Quando passamos aqui de bicicleta, há uns anos, eu lembro de ter visto um velhinho sentado num banquinho ao lado da igreja. Ele tinha tirado os sapatos e meias e os pés dele estava num estado lastimável. Lembro que ele respirou fundo, calçou tudo lentamente, e fez uma cara de um resignado "bora", como se tentasse se motivar. Hoje, esse velhinho era eu, para os ciclistas que desciam alegremente.

Nesta bifurcação, eu ri sozinho. Na outra viagens, o Marcos nos fez acreditar que a gente tinha errado o caminho e que o Las Herrerias que a gente queria ir era do outro lado da montanha. Ou seja, a gente teria de subir de novo tudo que já tínhamos descido. Depois de um momento em que todos nós queríamos acabar com a vida dele, ele entendeu o perigo e riu como raramente vi alguém rir de mim (e da Débora e Francisco, claro). A única coisa que eu lembro de falar para ele foi que ele tinha perdido uma oportunidade de filmar a nossa reação e colocar no YouTube. Hoje, a memória me fez rir e foi uma pausa muito bem-vinda, na minha descida.

228 km até Santiago!

Em Riego de Ambrós, estávamos a dois terços da descida. Ainda. E já estávamos descendo há mais de 2 horas. 

Distraído pela estrada plana e paisagem, segui reto, até o fim da rua, onde havia uma casa com área de exercícios. Sério?

Aqui, um dia, teve uma casa.

A academia ao ar livre, de Riego. Como não vi saída, voltei para procurar a bendita seta amarelo. E ela mandava descer pela trilha da floresta, claro, ao lado de uma estrada deserta e em perfeito estado. Claro.

E por aí segui, até Molinaseca.

Em Molinaseca, parei para uma cerveja, uma fatoa de bolo, um breve descanso e a séria consideração de pegar um táxi até Ponferrada.

Continuei andando. Faltavam 7 km para chegar ao hostel.
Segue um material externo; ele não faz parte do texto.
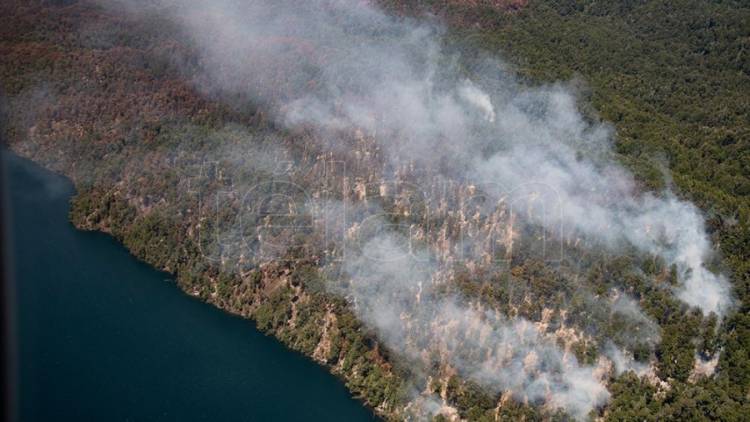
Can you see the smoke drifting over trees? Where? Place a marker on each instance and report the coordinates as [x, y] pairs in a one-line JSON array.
[[338, 67]]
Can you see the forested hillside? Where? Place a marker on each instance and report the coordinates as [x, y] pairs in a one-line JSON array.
[[120, 102]]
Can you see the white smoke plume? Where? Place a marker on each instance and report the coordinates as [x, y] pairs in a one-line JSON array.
[[345, 65], [392, 291]]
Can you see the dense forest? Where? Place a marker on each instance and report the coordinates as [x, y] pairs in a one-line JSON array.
[[112, 103]]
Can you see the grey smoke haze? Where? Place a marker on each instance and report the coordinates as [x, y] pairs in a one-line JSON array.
[[392, 291], [344, 65]]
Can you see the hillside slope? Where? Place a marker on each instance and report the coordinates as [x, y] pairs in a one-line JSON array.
[[119, 103]]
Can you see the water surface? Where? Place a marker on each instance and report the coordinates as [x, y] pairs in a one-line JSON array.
[[104, 337]]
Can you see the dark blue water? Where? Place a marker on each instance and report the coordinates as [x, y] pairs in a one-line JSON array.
[[103, 337]]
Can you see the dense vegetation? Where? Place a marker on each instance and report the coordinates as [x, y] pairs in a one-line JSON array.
[[102, 100]]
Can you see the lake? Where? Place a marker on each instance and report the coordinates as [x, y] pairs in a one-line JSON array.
[[101, 336]]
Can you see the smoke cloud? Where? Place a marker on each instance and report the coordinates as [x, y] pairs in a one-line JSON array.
[[335, 65]]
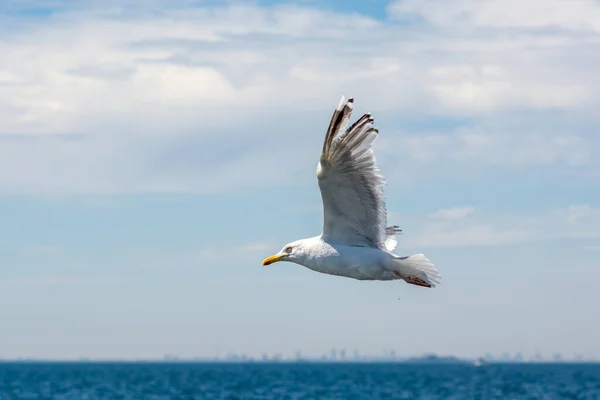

E cheguei a Ponferrada. Não posso dizer "inteiro" ou "zerado", mas cheguei. Depois do almoço, banho e sexta, passeei um pouco pela cidade.

Jantei perto do hoste, vendo parte de não sei qual final de competição de futebol europeu, entre Sevilha e Roma.

E acabou o dia.

Paz!

Comentários

  1. Depois dessa subida O’Cebreiro vai ser fichinha. Alto do Poio são apenas 1335 m de elevação. Keep Walking. Buen Camiño.